SUMMARYClass, II (III); Length, 5.7 miles; Time, 3 hours; Gauge, USGS website and visual;Level, 2.5; Gradient, 8 (17); Scenery, B VIEW INTERACTIVE MAP

DESCRIPTION: It is in this popular section that the Broad River is at its most exciting. The river widens considerably but maintains the wilderness quality found upstream. Frequent shoals offer 5.7 miles of Class I and II rapids at normal water levels. Take out at the GA 172 Bridge on the left side, or call in advance to arrange use of the outfitter-owned take-out 0.5 mile below the bridge on the right.

At high water levels, the Broad is for expert boaters only. With its large watershed, the water gets big, particularly in the winter and early spring. Rapids increase in difficulty to Class III, with at least one Class IV. At levels over 5 or 6 feet, the waterfall on the river's right, down stream of the major pipeline crossing, turns into a keeper hydraulic that works in tandem with a ledge downstream of it to create a serious threat (akin to the hole at Woodall Shoals on the Chattooga River), particularly for anyone caught out of a boat. With the wide characteristic of the river, a bomb-proof roll or strong self-rescue skills are necessary at higher water levels to avoid permanent loss of boat.

SHUTTLE: From Danielsville, go north on US 29 to a right-hand turn onto GA 281; follow GA 281 to another right turn onto Transco Road. Follow this road less than a mile to a left turn onto David's Home Church Road. After 3.7 miles, turn left onto GA 172. The take-out path is on the far side of the bridge. An alternate take-out is available, with permission, at the outfitter's property 0.5 mile farther downstream. To get there, turn right onto the dirt road just before the bridge. To return to the put-in, backtrack to GA 281 and turn right. The put-in is ahead on the right at the outfitter's, before the bridge.

GAUGE: Data is available on the USGS website for the Broad near Carlton. This is miles downstream of this section. Using this gauge, the absolute minimum is 2.5 feet, though a more enjoyable and lass scrape-prone minimum is 3.5 feet. The ideal level for this section is 4 to 4.5 feet. Water starts getting pushy above 6 feet. Waves start to increase in size as water rises above this level; the river has been played by expert boaters at levels as high as the teens and twenties. There is a visual gauge at the GA 281 Bridge that gives readings approximately 3 feet lower than the website-available USGS gauge downstream.

SECTION 2 GA 172 to Thurmond Lake

SUMMARYClass I (II); Length, 38.7 miles; Time, up to 4 days; Gauge, USGS website and visual; Level 1.5; gradient, less than 2 feet per mile; Scenery, B. VIEW INTERACTIVE MAP

DESCRIPTION: The gradient slows and the river adopts a pastoral character below GA 172. Multiple access points along the remaining 38.4 miles of river allow for trips of varying lengths. The river is ideally suited for relaxing, multiply-day trips since it passes through miles of undeveloped woodlands and farmland.
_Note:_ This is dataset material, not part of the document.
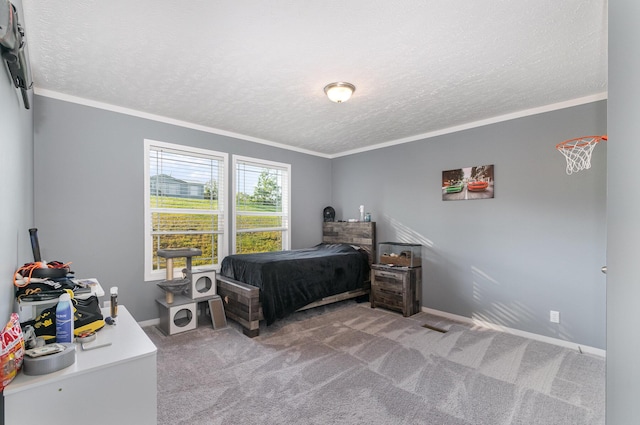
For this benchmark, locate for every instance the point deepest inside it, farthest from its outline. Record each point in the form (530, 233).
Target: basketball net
(578, 152)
The Broad feels remote because it has managed to avoid industrial development.

The only noteworthy rapid on this section is Anthony Shoals, just above Thurmond Lake (formerly Clarks Hill Lake). Anthony Shoals is a very long series of rapids of Class II difficulty. Here the river is quite wide, so even though the gradient is steeper, the river is shallow and its force is diluted. At low water levels, the only feasible route is through the channel cut through the ledges to accommodate the barges that formerly traveled upstream. The shoals have three sections, the last of which is a channel with standing waves that end at the lake. At higher water levels, the rapids at the shoals wash out. It is possible to take out on river left above Anthony Shoals using county roads for access.

At the shoals, many grassy islets and the rocky streambed combine with the rushing water to make a picturesque setting. This is the only place on the Broad River that supports the rare shoal lilies that live on the fall line rivers of the Southeast. The area also includes remains from previous settlements, including Native American mounds and the ruins of old mills and factories of the 1700s.
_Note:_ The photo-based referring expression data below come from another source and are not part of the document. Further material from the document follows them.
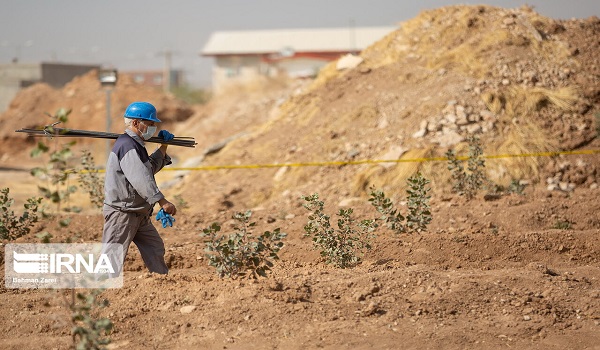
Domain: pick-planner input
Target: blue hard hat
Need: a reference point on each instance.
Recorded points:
(141, 110)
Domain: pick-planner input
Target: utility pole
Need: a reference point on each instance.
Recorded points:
(108, 80)
(167, 69)
(352, 36)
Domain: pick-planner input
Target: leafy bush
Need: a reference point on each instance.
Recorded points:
(419, 212)
(468, 183)
(88, 332)
(89, 179)
(55, 168)
(11, 226)
(238, 253)
(392, 217)
(340, 246)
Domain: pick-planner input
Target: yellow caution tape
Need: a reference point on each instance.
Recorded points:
(368, 161)
(375, 161)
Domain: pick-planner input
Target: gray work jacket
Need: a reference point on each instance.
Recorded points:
(129, 184)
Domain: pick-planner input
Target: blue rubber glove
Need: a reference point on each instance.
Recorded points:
(165, 135)
(165, 218)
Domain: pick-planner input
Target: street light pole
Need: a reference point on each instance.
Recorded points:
(108, 119)
(108, 79)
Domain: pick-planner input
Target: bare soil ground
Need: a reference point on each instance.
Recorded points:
(519, 271)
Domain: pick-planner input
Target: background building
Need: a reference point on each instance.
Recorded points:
(241, 56)
(15, 76)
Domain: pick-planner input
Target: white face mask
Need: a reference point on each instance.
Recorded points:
(150, 130)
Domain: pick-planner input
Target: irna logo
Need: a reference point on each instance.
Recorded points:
(61, 263)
Camping and secure parking is available at the last take-out for the river at Broad River Campground, maintained by the Army Corps of Engineers. The campground is located on the right side of the lake, one mile below Anthony Shoals.

SHUTTLE: From Elberton, take GA 72 east; turn right onto GA 79 and proceed to the lake. Access is at the Broad River Campground. The highest put-in for this section is reached by returning to Elberton via GA 79 and GA 72. In Elberton, take GA 17 northwest to a left turn onto GA 172 at the town of  Bowman. Proceed to the bridge over the river. Put-in at the bridge, or secure permission to use the put-in owned by the outfitter 0.5 mile downstream on river right. Most of the mid-run access points are at the junction with state highways. There is a public boat ramp at GA 17, making it the easiest place mid-run to get down to the river. Other access points are available at GA 72 west of Elberton and at GA 77 south of Elberton. There is one additional access point above Anthony Shoals that can be reached from CR 193 in Wilkes County.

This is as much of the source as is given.